DAH Associated With Vasculitis or Capillaritis:
Most of the cases of diffuse alveolar hemorrhage are caused by pulmonary capillaritis. Also, DAH is associated with systemic vasculitis, systemic lupus erythematosus, and collagen vascular diseases. It is also related to several other conditions, including transplantation and the use of certain drugs.
Bland Pulmonary Hemorrhage (DAH Without Capillaritis or Vasculitis):
In this condition, infiltration of the red blood cells (RBCs) into the alveolar spaces is seen without the presence of inflammation or destruction of the alveolar microvasculature. It has been found that anti-GBM (glomerular basement membrane) disease and systemic lupus erythematosus can induce both bland pulmonary hemorrhage and pulmonary capillaritis.
DAH Associated With Other Conditions:
In this type, diffuse alveolar hemorrhage is caused by conditions other than pulmonary vasculitis or the direct extravasation of red blood cells, such as inhalation or cytotoxic drug therapy.
What Are the Signs and Symptoms of Diffuse Alveolar Hemorrhage?
Mild forms of diffuse alveolar hemorrhage present with symptoms such as cough, dyspnea (shortness of breath), and fever. In addition, most patients present with acute respiratory failure, which may sometimes become fatal. Hemoptysis (coughing up blood) is a common symptom of DAH but may not be present in one-third of the patients. Most patients experience anemia and bleeding, resulting in reduced hematocrit (the percentage by volume of red blood cells in the blood). There are no specific clinical findings of DAH. Other signs and symptoms depend on the underlying condition (for example, a diastolic murmur in patients with mitral stenosis).
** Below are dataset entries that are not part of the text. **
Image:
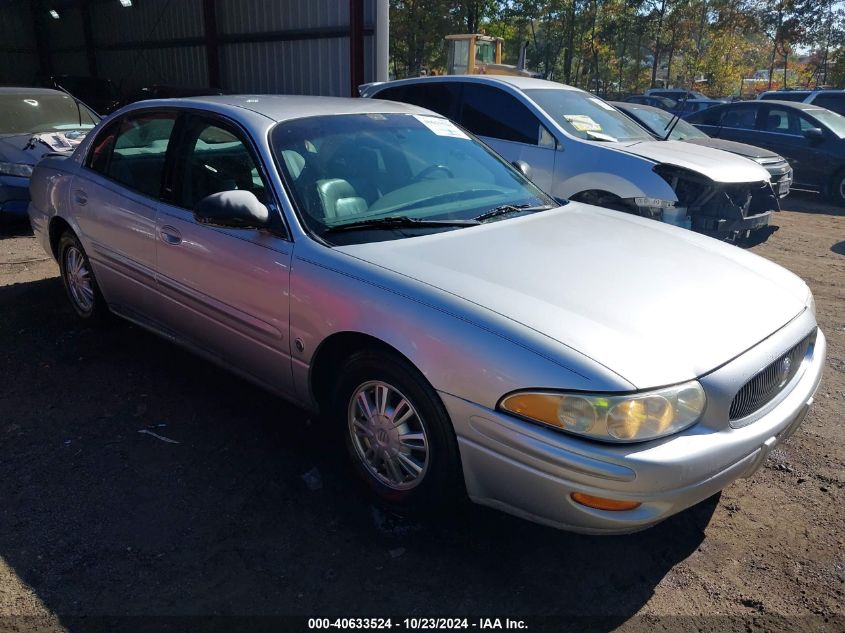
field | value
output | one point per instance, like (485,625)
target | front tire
(78,279)
(397,433)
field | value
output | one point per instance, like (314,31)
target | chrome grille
(763,387)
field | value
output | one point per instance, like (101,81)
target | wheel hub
(388,436)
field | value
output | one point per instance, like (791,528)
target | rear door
(224,291)
(509,127)
(115,197)
(781,129)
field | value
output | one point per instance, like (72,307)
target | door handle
(170,235)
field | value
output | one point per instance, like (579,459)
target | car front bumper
(531,471)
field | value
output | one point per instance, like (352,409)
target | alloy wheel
(388,435)
(78,279)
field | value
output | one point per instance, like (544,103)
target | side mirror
(814,134)
(232,209)
(523,167)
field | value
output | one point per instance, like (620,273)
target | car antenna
(677,115)
(76,100)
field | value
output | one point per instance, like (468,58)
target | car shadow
(807,202)
(137,479)
(14,226)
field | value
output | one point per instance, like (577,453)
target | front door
(782,130)
(224,291)
(510,128)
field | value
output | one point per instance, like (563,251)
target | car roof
(24,90)
(798,105)
(623,105)
(284,107)
(518,82)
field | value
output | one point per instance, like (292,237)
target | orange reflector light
(600,503)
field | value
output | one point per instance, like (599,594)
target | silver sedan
(465,333)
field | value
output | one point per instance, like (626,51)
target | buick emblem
(785,366)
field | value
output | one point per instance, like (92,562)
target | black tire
(74,266)
(440,486)
(837,188)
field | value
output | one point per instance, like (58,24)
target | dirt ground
(99,521)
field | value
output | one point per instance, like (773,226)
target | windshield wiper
(511,208)
(398,222)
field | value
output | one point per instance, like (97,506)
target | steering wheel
(431,169)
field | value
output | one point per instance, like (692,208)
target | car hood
(742,149)
(651,302)
(713,163)
(28,149)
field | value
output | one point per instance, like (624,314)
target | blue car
(34,122)
(811,138)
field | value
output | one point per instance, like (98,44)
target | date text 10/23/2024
(416,624)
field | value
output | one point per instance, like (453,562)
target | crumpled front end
(721,210)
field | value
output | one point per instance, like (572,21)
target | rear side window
(835,102)
(439,97)
(742,118)
(132,151)
(488,111)
(214,159)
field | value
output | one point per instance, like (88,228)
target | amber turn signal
(600,503)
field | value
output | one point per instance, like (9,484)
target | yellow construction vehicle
(479,54)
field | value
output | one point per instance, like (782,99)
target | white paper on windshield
(582,122)
(601,103)
(440,126)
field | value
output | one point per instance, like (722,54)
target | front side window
(132,151)
(587,117)
(782,121)
(22,113)
(831,120)
(215,159)
(488,111)
(351,168)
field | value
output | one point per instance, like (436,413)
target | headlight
(615,418)
(653,207)
(21,170)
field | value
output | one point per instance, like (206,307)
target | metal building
(320,47)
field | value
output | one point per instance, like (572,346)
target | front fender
(462,349)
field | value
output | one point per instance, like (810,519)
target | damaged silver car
(577,146)
(35,122)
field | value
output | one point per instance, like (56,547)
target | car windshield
(23,113)
(835,122)
(586,116)
(659,122)
(423,169)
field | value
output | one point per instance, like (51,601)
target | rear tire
(398,435)
(79,280)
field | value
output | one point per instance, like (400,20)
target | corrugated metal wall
(18,55)
(284,46)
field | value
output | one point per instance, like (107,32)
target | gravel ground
(249,511)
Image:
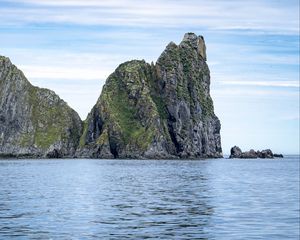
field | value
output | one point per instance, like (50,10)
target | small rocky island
(161,110)
(236,152)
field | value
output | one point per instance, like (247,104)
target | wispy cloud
(217,15)
(294,84)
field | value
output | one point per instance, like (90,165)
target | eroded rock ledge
(236,152)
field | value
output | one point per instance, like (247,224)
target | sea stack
(161,110)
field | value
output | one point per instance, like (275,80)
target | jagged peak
(5,59)
(197,42)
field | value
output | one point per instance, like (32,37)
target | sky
(71,46)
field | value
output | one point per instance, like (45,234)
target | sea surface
(150,199)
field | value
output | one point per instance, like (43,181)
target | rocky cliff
(156,111)
(34,122)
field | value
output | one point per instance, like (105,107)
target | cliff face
(156,111)
(34,122)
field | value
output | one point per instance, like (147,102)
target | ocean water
(150,199)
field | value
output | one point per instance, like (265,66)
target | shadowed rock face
(34,122)
(144,111)
(156,111)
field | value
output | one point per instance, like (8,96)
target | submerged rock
(236,152)
(156,111)
(278,155)
(34,121)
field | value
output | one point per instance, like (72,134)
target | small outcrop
(236,152)
(34,122)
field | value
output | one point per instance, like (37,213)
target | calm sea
(153,199)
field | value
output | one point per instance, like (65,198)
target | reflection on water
(138,199)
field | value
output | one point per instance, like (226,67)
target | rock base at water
(236,152)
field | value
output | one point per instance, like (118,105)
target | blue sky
(71,46)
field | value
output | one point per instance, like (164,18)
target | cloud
(294,84)
(216,15)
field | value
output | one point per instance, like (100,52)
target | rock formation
(236,152)
(144,111)
(156,111)
(34,122)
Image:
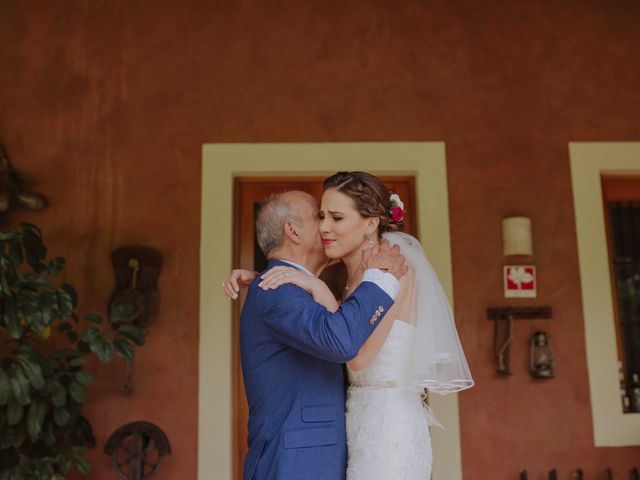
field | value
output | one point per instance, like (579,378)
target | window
(622,212)
(590,162)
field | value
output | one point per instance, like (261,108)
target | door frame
(221,163)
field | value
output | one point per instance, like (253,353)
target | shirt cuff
(386,281)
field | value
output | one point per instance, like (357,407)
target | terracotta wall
(106,104)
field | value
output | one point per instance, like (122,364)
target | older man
(293,348)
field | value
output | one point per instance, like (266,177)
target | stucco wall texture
(105,106)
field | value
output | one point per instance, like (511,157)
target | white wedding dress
(387,424)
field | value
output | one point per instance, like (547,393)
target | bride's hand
(317,288)
(280,275)
(237,279)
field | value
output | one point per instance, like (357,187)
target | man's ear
(290,231)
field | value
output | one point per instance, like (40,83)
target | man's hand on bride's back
(386,258)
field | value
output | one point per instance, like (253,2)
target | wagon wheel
(137,449)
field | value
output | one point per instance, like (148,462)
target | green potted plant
(44,349)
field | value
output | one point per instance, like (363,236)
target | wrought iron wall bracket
(518,313)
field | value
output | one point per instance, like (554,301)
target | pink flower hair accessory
(397,208)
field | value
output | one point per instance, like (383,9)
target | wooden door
(249,192)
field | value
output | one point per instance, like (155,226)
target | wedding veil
(439,363)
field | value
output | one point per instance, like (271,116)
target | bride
(414,350)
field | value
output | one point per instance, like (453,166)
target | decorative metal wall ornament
(136,298)
(542,362)
(137,449)
(503,318)
(12,188)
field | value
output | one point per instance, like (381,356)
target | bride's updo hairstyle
(369,195)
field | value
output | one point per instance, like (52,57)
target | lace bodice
(392,365)
(387,425)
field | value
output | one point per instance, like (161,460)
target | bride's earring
(368,237)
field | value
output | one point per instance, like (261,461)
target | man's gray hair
(274,211)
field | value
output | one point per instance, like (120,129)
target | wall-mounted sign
(519,281)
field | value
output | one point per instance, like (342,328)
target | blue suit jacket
(292,354)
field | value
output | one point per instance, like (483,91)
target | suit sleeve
(294,318)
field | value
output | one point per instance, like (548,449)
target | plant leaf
(77,392)
(20,385)
(14,413)
(35,417)
(105,351)
(32,371)
(67,300)
(61,416)
(85,379)
(123,349)
(5,388)
(59,394)
(92,318)
(12,320)
(132,333)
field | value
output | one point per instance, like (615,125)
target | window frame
(590,161)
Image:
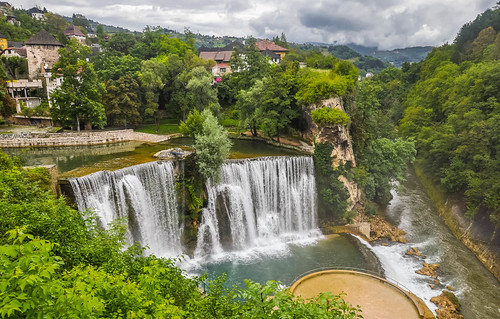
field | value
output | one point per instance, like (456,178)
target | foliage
(212,147)
(193,124)
(165,127)
(332,201)
(203,93)
(152,79)
(112,67)
(122,103)
(271,301)
(315,86)
(330,116)
(80,94)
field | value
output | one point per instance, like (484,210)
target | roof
(224,56)
(263,45)
(72,30)
(43,38)
(15,44)
(229,47)
(34,10)
(270,54)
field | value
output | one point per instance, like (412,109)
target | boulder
(172,153)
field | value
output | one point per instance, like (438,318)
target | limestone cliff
(338,136)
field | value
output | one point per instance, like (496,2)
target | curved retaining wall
(76,138)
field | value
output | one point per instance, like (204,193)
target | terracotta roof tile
(263,45)
(43,38)
(73,30)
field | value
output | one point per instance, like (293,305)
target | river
(411,210)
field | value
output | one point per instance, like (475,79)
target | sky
(386,24)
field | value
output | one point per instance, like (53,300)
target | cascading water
(260,203)
(144,195)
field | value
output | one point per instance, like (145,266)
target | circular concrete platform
(377,297)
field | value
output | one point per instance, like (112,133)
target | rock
(380,228)
(172,153)
(413,252)
(448,306)
(428,270)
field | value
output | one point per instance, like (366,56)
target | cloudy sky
(388,24)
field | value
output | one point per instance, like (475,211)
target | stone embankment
(74,138)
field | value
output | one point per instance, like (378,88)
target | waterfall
(144,195)
(259,203)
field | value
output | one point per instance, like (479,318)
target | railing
(377,275)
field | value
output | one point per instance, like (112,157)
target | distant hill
(397,56)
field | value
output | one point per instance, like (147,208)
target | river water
(476,288)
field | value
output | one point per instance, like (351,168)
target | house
(267,47)
(41,52)
(221,56)
(73,32)
(5,7)
(3,42)
(12,20)
(36,13)
(15,49)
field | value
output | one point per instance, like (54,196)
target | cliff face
(340,139)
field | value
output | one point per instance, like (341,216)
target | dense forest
(449,104)
(443,111)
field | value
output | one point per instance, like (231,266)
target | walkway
(378,298)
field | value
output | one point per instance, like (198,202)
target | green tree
(80,95)
(193,124)
(212,146)
(152,77)
(202,90)
(122,102)
(247,104)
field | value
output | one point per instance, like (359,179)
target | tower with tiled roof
(41,53)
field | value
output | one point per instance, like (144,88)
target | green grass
(166,127)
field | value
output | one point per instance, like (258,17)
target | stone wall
(74,138)
(37,56)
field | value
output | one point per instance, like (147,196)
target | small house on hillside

What Are the Complications of DAH?
Recurrent diffuse alveolar hemorrhage can result in organizing pneumonia, collagen deposition, and eventually pulmonary fibrosis.
How Is DAH Diagnosed?
The diagnosis depends on the history, clinical examination, radiographic imaging, bronchoscopy, and laboratory studies. The presence of dyspnea, cough, and hemoptysis with radiographic findings suggest the presence of DAH. A chest X-ray shows diffuse bilateral alveolar infiltration. A bronchoscopy with bronchoalveolar lavage is performed to confirm the diagnosis. The specimens obtained show the presence of numerous RBCs. In addition, the lavage fluid used remains hemorrhagic. Other laboratory tests, such as complete blood count, coagulation studies, platelet count, and serological tests, are also performed. Pulmonary function tests may be done to monitor the lung function.
How Is DAH Treated?
Treatment for DAH depends on the underlying cause. Corticosteroids are used for treating vasculitis, connective disorders, and Goodpasteur’s syndrome. Plasma exchange (a machine is used to separate the plasma from the blood cells, and the blood cells are mixed with a liquid and returned to the body to replace the plasma) is also used in the treatment of Goodpasteur’s syndrome. Recombinant-activated human factor VII is also used to treat severe DAH. Other measures include the use of supplemental oxygen, reversal of coagulopathy, the use of bronchodilators, and protective intubation for acute respiratory distress syndrome and mechanical ventilation.
Conclusion:
Diffuse alveolar hemorrhage is a condition caused by various disorders. Careful examination, medical history, and laboratory studies help in diagnosing this condition. Early diagnosis, a systematic approach, and aggressive treatment help decrease the mortality and morbidity associated with diffuse alveolar hemorrhage.